In the foregoing embodiments, the descriptions of the embodiments have respective emphasis, and reference may be made to related descriptions of other embodiments for parts that are not described in detail in a certain embodiment. Those of skill in the art will further appreciate that the various illustrative logical blocks, units, and steps described in connection with the embodiments disclosed herein may be implemented as electronic hardware, computer software, or combinations of both. To clearly illustrate the interchangeability of hardware and software, various illustrative components, elements, and steps have been described above generally in terms of their functionality. Whether such functionality is implemented as hardware or software depends upon the particular application and design requirements of the overall system.

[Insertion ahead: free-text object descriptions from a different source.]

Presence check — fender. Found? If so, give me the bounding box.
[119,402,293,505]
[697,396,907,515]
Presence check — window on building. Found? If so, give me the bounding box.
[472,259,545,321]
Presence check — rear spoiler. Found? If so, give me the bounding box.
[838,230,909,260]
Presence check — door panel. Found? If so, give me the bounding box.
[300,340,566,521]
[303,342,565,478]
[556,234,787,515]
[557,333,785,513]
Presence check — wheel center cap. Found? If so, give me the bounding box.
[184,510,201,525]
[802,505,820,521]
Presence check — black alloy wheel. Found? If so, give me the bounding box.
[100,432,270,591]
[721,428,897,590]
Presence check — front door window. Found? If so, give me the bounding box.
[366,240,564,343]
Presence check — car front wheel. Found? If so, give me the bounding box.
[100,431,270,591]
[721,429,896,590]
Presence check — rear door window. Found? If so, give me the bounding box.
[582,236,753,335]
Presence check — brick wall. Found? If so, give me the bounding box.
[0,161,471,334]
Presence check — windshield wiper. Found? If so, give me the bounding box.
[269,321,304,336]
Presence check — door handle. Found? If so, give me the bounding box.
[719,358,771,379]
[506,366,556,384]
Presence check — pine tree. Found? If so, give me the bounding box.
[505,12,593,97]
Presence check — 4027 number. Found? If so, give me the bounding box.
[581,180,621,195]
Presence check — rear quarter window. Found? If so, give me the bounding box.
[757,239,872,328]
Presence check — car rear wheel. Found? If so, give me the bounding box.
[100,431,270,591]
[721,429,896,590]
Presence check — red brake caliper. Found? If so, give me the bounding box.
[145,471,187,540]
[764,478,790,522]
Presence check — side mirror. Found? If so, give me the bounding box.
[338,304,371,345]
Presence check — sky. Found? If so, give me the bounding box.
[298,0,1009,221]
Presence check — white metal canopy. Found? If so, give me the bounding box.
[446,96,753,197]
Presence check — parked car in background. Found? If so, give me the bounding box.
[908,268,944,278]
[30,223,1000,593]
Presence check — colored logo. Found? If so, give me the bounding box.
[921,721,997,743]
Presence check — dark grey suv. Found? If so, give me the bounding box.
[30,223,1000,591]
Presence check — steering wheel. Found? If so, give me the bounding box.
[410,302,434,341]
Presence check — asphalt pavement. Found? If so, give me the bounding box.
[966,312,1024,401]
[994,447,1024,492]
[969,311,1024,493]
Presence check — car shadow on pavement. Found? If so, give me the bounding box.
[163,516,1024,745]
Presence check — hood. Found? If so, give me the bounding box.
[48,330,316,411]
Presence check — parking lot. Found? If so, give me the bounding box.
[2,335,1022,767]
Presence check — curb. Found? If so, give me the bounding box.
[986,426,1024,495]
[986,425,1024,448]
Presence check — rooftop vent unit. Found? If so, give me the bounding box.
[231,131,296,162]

Skilled artisans may implement the described functionality in varying ways for each particular application, but such implementation decisions should not be interpreted as causing a departure from the scope of the present embodiments.

The foregoing description has disclosed fully preferred embodiments of the present invention. It should be noted that those skilled in the art can make modifications to the embodiments of the present invention without departing from the scope of the appended claims. Accordingly, the scope of the appended claims is not to be limited to the specific embodiments described above.